One thing that Intel has learned through the successive years of the reiterating the Skylake microarchitecture on the same process but with more cores has been optimization – the ability to squeeze as many drops out of a given manufacturing node and architecture as is physically possible, and still come out with a high-performing product when the main competitor is offering similar performance at a much lower power.
Intel has pushed Comet Lake and its 14nm process to new heights, and in many cases, achieving top results in a lot of our benchmarks, at the expense of power. There’s something to be said for having the best gaming CPU on the market, something which Intel seems to have readily achieved here when considering gaming in isolation, though now Intel has to deal with the messaging around the power consumption, similar how AMD had to do in the Vishera days.
Intel has been able to eek some god performance out of these processors, but all at the expense of power consumption.
According to ars: 3% faster than ryzen in single threaded benchmarks and a wooping 37% SLOWER than ryzen in multithreaded. and the intel part is almost 300usd more. And kt requires investment in a new motherboard… again. Intel changes sockets too often.
NaGERST,
For future reference, please provide links when your are citing data, here is the link you seem to be referring to though:
arstechnica.com/gadgets/2020/05/intels-new-i9-10900k-fast-yes-competitive-not-so-much/
Anyways, they only show two benchmarks: cinebench and passmark. The passmark scores are incomplete as they only show the multithreaded score. I tried searching passmark for this CPU and they don’t have any results for these new CPUs, so we don’t have the data to confirm or any single threaded scores there at the moment.
For cinebench you are right.
When you read the article they say the i9-10900k CPU was not running to intel’s specs.
It could easily be the case that they need a BIOS update to unlock the full CPU, which is something we’ve seen before. More data is clearly need, which brings up a rather severe deficiency in arstechnica’s review: normally they test the system with a barrage of benchmarks. Why didn’t they perform and publish those scores like usual?? I’m really baffled why they only published cinebench scores in full, I really hope they weren’t cherry picking.
Anyways, anandtech’s cinebench scores aren’t far off, they have even higher scores for ryzen…

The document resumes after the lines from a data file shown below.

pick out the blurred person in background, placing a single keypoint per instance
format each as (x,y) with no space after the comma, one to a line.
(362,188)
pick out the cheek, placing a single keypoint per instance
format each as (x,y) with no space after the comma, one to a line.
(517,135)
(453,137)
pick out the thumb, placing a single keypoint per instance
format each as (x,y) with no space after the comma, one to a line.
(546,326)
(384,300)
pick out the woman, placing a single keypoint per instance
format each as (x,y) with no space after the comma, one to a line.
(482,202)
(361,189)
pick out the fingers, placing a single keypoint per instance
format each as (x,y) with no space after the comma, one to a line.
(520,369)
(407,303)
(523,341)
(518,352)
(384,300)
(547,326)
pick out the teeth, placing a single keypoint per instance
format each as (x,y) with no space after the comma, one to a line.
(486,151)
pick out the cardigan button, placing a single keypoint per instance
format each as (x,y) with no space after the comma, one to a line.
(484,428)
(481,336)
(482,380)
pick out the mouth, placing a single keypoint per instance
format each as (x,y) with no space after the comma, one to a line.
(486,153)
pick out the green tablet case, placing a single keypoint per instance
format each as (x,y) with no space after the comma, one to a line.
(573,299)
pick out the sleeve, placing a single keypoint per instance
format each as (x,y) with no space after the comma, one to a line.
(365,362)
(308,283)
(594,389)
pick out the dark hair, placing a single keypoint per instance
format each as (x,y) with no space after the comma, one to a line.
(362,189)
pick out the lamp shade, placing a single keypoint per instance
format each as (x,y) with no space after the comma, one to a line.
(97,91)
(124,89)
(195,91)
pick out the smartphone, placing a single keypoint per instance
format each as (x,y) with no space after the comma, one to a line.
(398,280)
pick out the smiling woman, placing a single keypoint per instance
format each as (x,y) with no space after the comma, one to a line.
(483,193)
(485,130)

http://www.anandtech.com/show/15785/the-intel-comet-lake-review-skylake-we-go-again/11
Wow, you’d need to analyze the photos to see who won that race, haha.

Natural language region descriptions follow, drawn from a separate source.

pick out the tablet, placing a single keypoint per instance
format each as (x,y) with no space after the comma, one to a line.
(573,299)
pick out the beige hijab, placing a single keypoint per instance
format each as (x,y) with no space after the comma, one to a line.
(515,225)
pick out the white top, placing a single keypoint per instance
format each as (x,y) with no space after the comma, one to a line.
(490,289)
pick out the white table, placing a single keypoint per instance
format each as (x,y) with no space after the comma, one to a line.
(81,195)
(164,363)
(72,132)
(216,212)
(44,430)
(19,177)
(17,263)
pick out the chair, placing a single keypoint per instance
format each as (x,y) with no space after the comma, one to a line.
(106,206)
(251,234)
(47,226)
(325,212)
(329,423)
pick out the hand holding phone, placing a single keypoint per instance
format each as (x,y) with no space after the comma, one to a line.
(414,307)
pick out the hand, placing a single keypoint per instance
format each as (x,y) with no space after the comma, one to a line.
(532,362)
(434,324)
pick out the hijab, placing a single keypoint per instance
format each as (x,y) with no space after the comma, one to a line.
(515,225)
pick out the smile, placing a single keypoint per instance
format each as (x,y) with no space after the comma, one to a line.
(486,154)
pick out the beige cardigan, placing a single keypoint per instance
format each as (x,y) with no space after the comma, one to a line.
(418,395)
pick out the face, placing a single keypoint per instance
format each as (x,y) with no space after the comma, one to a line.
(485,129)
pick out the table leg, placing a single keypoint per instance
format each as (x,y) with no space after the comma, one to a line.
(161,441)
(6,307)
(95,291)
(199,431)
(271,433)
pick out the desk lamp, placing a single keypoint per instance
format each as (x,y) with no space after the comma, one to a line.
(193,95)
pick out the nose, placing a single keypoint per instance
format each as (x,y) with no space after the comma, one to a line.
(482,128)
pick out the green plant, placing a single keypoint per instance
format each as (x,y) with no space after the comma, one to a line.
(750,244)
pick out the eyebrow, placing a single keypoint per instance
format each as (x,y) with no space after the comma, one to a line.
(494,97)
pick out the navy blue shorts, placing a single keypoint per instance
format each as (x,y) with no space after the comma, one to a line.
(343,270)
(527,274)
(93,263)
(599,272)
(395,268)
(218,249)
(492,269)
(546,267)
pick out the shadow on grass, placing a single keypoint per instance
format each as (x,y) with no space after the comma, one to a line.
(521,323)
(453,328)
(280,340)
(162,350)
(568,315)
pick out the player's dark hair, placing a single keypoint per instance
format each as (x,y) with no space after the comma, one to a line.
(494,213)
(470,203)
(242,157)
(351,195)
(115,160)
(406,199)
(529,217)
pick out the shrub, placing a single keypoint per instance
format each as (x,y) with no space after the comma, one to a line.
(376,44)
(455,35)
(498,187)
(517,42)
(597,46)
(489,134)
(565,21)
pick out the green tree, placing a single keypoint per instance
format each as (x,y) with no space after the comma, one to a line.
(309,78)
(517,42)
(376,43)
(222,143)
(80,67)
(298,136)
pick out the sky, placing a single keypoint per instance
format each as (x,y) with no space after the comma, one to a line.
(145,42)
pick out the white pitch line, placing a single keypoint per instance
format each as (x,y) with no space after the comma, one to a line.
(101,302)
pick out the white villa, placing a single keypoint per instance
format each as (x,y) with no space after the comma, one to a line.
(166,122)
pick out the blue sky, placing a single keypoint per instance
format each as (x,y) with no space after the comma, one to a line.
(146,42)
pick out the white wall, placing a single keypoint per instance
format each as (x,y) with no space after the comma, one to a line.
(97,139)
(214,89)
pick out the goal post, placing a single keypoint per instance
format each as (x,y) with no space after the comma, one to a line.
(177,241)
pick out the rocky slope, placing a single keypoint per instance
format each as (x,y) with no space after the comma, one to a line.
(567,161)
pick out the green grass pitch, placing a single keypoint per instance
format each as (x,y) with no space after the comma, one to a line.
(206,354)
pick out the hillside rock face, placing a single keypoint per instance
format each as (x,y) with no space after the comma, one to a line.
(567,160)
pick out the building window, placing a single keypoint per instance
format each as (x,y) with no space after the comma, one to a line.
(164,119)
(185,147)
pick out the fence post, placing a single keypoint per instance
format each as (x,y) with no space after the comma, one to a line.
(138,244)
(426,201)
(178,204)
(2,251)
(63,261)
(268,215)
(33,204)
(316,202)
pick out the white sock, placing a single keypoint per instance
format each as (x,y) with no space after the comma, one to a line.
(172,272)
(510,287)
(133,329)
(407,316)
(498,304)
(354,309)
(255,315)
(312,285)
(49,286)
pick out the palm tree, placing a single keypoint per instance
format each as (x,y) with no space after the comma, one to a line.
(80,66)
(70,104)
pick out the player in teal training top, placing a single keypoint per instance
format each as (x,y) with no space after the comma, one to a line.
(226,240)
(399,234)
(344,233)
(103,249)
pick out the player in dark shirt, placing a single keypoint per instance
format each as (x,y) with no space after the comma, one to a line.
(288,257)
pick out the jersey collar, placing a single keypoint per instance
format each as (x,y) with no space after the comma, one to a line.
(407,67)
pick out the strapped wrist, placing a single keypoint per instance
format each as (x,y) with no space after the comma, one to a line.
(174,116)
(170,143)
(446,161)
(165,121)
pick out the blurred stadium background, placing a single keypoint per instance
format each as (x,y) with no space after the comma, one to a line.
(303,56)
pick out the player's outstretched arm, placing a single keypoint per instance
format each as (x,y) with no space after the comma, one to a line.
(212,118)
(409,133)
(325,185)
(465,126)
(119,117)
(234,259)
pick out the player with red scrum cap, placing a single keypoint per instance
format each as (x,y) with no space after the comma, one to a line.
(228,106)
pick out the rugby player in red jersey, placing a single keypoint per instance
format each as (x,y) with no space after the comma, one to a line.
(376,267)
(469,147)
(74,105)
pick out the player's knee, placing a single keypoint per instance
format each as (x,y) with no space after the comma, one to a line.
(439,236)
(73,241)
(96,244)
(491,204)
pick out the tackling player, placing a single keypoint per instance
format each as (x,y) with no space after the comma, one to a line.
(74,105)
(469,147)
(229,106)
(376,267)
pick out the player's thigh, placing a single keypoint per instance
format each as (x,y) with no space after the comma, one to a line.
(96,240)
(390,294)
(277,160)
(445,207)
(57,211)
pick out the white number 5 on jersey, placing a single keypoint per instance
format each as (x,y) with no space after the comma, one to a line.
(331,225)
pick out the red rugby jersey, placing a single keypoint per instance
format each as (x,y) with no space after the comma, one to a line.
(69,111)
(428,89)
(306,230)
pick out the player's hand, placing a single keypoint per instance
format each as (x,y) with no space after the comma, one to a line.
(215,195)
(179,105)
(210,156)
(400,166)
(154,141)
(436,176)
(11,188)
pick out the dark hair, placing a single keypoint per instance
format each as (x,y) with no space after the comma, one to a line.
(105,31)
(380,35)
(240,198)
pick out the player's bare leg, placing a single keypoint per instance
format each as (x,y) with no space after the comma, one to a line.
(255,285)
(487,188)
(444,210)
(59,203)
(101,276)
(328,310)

I looked into it more, and I believe the reason amd and intel cpus are so close with cinebench is because it’s heavy use of AVX512 instructions, which intel actually clocks beneath the CPU’s normal clock rate nullifying all of its clock speed advantages. So I’d say if your software makes heavy use of AVX512, intel’s advantages are pretty much zilch.
However I don’t think this is representative of typical single threaded software. The same demographics who rely on heavy CPU vectoring are also relying on highly parallel multithreading. In other words in the real world it just doesn’t make sense to run heavy vector applications on a CPU optimized for single threaded performance. Vector software scales very well with more cores running in parallel.
Even if intel CPUs had scored 10-30% faster for cinemark singlethreaded, I think everyone would agree that it’s still the multithreaded performance that matters for this type of workload anyways. Single threaded performance becomes more significant for software that is not embarrassingly parallel, and this is where intel still has a lead. For example:
This also translates to a lead in many games where the CPU is basically feeding the GPU and the GPU is performing the parallel computations.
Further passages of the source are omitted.